И в такие моменты, когда он бывал уничтожен ею до самого основания, когда вся его учтивая, любезная манера обращения, вся его будничная, обычная оболочка бывала совершенно разрушена и оставалась только первобытная натура человека во всей его наготе, без прикрас, полная страдания и мучений, ее страстное желание любить обращалось в любовь, она брала его, и они оба погружались в могучий поток страсти, где он мог дать ей полное удовлетворение.
Но это всегда содержало в себе зародыш гибели. Каждый раз подобное сближение вызывало в ней еще более мучительную тоску по нему или, вернее, по тому, чего она искала и никогда не находила в нем, и она чувствовала, что безнадежность овладевает ею с еще большею силой. А он каждый раз после этого сознавал, что его зависимость от нее растет с безумной силой, и его мечта стать сильным и подчинить ее своей воле, теряет всякую возможность осуществления. Он все более начинал чувствовать себя дополнением к ней. Но он любил себя и это рождало в нем протест, смутное желание избавления от ее власти.
Наступил Троицын день, приходившийся перед самыми экзаменами. Она имела несколько дней передышки, и они воспользовались приглашением Доротеи, унаследовавшей от отца маленькое поместье в Суссенсе.
Ее коттедж находился у самых дюн. Здесь они могли проводить время, как им хотелось. Урсула все время мечтала добраться до вершины дюн по белеющей узкой тропинке, поднимавшейся серпантином наверх. И однажды они отправились.
С вершины дюн она увидела за несколько миль Чаннел, волнующееся, переливающееся под лучами солнца море, чуть видневшийся вдали остров Уайта, блестевшую реку, катившуюся по узорчатой долине к морю, а кругом расстилались высокие, сверкающие, однообразные пески дюн, раскинувшихся под жгучими, палящими лучами солнца и только кое-где прикрытых мелкорослым кустарником — единственной преградой между ними и переменчивым небом.

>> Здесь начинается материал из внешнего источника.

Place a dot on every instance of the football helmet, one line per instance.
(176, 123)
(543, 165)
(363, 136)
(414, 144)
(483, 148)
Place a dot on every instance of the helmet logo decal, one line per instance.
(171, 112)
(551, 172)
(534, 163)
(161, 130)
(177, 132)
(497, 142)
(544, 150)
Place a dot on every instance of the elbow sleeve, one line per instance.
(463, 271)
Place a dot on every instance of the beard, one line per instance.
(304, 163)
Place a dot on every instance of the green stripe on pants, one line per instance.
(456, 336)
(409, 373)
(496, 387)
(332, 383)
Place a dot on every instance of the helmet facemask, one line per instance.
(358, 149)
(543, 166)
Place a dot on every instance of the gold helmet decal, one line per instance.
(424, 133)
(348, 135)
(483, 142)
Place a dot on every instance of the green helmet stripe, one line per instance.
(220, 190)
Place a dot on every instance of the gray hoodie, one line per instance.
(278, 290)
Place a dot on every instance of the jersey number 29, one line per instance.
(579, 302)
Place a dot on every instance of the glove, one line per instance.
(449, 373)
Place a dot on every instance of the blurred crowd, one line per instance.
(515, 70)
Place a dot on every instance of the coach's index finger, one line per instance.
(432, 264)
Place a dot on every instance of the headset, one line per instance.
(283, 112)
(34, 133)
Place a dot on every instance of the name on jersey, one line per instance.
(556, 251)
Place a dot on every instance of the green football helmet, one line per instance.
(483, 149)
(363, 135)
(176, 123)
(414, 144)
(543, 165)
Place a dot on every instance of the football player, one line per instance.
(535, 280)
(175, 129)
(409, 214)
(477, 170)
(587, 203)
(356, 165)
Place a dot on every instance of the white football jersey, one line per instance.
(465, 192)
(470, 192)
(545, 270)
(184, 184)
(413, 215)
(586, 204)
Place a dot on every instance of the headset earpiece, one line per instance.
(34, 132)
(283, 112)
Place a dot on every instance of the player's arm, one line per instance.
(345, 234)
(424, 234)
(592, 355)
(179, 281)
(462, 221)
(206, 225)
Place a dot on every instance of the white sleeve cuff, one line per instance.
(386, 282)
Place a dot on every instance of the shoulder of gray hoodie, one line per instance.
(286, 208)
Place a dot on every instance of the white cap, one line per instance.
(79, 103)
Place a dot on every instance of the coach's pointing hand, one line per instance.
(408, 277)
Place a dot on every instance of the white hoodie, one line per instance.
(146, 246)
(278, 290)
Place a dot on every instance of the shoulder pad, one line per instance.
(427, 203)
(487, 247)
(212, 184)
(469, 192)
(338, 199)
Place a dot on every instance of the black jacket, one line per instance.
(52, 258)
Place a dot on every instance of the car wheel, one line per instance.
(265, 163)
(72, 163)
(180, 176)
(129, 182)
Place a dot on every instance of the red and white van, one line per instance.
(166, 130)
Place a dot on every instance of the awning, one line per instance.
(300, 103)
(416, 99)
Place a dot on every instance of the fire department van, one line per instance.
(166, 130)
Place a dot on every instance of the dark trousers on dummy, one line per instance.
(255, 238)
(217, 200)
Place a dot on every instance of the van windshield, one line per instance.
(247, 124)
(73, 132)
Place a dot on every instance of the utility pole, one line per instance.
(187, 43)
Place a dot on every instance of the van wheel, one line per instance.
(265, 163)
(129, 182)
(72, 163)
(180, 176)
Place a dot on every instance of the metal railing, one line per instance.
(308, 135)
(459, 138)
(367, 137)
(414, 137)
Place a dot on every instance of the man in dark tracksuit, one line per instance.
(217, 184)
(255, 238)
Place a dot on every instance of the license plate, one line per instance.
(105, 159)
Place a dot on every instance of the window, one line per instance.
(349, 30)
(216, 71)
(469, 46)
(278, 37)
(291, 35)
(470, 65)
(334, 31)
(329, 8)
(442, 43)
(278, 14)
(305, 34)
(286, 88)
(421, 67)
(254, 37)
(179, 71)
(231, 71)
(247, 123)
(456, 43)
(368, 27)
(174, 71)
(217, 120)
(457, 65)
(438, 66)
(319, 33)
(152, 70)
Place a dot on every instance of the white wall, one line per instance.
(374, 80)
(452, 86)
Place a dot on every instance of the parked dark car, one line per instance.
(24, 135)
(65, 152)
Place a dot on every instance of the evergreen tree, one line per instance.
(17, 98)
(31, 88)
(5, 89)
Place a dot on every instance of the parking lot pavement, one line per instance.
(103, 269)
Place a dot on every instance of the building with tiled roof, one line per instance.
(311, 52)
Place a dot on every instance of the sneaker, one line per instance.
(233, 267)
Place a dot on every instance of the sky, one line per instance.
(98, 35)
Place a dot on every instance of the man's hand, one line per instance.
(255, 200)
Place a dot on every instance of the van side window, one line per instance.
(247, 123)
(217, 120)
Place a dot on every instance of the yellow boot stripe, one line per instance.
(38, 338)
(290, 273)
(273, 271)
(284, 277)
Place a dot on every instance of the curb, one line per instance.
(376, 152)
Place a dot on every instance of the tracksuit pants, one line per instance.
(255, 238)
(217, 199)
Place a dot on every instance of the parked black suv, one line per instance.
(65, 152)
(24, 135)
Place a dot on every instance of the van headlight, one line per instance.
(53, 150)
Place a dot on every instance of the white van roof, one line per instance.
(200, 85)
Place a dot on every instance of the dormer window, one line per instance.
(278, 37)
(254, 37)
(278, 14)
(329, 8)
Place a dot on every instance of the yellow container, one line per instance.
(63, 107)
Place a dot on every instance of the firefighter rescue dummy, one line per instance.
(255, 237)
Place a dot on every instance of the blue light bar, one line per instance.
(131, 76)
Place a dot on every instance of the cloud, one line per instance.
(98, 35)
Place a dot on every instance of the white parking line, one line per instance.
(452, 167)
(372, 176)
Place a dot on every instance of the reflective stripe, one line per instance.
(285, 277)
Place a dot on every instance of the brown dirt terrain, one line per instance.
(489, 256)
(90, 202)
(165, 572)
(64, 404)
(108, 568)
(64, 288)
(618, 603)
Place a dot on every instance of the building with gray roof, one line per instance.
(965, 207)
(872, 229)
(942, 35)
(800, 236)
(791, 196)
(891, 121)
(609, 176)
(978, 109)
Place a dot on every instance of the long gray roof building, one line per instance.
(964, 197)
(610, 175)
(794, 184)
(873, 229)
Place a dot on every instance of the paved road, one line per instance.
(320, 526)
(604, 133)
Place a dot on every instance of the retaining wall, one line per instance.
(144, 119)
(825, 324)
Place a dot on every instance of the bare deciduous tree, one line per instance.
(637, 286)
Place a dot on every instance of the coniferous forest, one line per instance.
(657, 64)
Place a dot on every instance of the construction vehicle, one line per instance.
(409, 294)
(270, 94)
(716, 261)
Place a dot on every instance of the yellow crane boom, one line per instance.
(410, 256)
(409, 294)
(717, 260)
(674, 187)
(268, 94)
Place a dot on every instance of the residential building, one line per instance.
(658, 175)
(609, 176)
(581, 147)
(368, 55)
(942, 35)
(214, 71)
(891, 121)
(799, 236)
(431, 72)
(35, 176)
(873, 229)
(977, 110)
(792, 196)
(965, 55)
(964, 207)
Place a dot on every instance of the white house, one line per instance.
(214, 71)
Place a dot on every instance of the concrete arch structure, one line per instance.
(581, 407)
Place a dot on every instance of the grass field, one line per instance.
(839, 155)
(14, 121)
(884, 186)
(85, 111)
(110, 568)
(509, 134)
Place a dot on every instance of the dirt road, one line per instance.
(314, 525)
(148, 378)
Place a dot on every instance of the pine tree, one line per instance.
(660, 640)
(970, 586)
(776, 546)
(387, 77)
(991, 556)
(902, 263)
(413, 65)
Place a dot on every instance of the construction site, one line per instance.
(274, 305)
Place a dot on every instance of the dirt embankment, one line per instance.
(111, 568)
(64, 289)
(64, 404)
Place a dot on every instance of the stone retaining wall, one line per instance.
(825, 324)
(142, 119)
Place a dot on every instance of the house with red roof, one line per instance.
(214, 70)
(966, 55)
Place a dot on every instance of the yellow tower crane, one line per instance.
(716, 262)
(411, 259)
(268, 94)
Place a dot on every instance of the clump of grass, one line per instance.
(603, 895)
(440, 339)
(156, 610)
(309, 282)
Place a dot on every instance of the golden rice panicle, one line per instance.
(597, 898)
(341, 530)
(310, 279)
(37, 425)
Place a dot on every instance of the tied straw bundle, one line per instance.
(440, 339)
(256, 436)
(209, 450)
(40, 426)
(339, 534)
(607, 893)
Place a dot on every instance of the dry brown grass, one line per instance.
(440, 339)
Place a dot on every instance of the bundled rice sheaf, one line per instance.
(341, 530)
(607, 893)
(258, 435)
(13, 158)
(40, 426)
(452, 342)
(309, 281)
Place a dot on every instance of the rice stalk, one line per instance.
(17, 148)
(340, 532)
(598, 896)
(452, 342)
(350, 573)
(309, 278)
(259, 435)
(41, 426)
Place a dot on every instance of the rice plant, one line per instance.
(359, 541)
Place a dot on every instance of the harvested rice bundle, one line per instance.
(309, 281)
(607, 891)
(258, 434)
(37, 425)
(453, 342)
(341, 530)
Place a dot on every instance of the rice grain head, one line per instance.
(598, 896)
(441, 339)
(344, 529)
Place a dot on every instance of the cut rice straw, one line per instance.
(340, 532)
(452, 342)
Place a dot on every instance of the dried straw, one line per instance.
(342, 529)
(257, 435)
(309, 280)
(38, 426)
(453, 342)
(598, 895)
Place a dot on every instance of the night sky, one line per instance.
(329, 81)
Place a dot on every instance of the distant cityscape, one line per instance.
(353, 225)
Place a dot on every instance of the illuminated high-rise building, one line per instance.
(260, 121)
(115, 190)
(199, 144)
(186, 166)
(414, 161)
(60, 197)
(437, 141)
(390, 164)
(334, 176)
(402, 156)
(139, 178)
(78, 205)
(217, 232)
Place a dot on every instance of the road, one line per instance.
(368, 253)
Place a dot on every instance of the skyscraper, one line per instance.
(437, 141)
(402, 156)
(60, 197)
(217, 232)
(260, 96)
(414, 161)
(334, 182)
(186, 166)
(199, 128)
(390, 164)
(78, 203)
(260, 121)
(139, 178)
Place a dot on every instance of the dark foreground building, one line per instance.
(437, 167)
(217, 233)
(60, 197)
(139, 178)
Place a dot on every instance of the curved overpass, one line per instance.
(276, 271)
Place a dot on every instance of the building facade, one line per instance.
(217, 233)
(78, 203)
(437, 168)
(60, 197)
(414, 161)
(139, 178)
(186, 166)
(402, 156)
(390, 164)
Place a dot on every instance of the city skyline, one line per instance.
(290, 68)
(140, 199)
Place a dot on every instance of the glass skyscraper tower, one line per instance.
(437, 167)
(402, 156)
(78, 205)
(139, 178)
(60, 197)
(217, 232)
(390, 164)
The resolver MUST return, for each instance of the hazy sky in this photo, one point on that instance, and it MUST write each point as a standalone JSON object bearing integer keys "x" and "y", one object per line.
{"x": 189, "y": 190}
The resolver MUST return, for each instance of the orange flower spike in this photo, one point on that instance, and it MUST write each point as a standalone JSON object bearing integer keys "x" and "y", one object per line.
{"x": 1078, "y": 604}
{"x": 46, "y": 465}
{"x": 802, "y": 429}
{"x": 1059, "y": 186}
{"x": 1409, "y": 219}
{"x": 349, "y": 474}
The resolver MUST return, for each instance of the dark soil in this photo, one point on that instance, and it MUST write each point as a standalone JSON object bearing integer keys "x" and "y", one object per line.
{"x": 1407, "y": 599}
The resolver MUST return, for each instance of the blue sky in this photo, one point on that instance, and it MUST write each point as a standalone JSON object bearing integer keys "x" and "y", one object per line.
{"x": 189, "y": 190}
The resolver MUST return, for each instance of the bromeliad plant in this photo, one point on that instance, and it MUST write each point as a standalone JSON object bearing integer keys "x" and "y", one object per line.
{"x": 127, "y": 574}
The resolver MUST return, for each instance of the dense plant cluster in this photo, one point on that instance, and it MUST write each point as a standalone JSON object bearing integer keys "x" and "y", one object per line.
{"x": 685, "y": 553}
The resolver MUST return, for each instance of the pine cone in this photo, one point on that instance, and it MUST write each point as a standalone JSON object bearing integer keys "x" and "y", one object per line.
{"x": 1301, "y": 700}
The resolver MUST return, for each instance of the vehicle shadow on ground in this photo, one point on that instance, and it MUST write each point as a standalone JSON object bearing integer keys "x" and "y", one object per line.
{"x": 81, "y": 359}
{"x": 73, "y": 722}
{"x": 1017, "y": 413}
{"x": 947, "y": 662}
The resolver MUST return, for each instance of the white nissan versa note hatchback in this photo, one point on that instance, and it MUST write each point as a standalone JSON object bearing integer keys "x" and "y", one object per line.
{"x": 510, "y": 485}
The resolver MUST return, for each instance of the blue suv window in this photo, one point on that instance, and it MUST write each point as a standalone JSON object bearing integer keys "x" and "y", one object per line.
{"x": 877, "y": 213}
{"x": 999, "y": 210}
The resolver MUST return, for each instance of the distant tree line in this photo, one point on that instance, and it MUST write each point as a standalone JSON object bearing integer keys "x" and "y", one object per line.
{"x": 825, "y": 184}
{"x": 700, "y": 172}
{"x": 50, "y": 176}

По эту сторону виднелись деревни, леса и храбро пробирающийся вперед поезд, быстро мчавшийся с самым важным видом, выпуская струйки белого пара, по заливным лугам, в прорыв между дюнами, и кажущийся таким маленьким. Как он, однако, ни мал, благодаря своей отчаянной храбрости он успевает пробраться во все уголки земли, добиваясь того, чтобы не осталось места, где бы он не побывал. И все-таки, разве дюны, величественные в своем равнодушии ко всему, тянущиеся всем своим телом к солнцу, впитывающие своей золотистой кожей и морской ветер, и лучи солнца, и влагу утреннего тумана, разве они не прекрасны? Слепое, безграничное, отчаянное мужество этого поезда, пробирающегося через высокие дюны к сверкающему морю, мчащегося с такой быстротой и решимостью, захватывало ее до слез. Куда он мчится? Он спешит, он движется, он стремится вперед. Без цели, без определенной задачи, но так безостановочно вперед, так упорно! Сидя здесь на холмах, возникших еще в доисторические времена, она плакала, слезы беспрерывно катились по ее лицу. Поезд такой жалкий, такой невзрачный, сумел прорыть всю землю, пробраться всюду.
И она ложилась, припадая лицом к дюнам, бывшим в постоянном общении с раскинувшимся над ними небом. Ей страстно хотелось лежать здесь вечно, чтобы крепнуть под ласкою неба, чтобы отдаться всем телом во власть солнца и ветра.
Но надо было спускаться вниз, и, глядя на испещеренную, неровную поверхность земли, с ее селениями, дымом, неутомимой энергией, она чувствовала, как близорук и бессмысленен этот поезд, мчащийся неизвестно куда, как ужасающе ничтожны селения, какой тупостью и ограниченностью веет от их суеты.
Растерянный, недоумевающий, Скребенский шел за ней следом, совершенно не сознавая, где он, и какое отношение он имеет к ней. Вся ее страсть и привязанность сосредоточилась на дюнах, ей тяжело было спускаться вниз, к людям. Там наверху была свобода и восторг.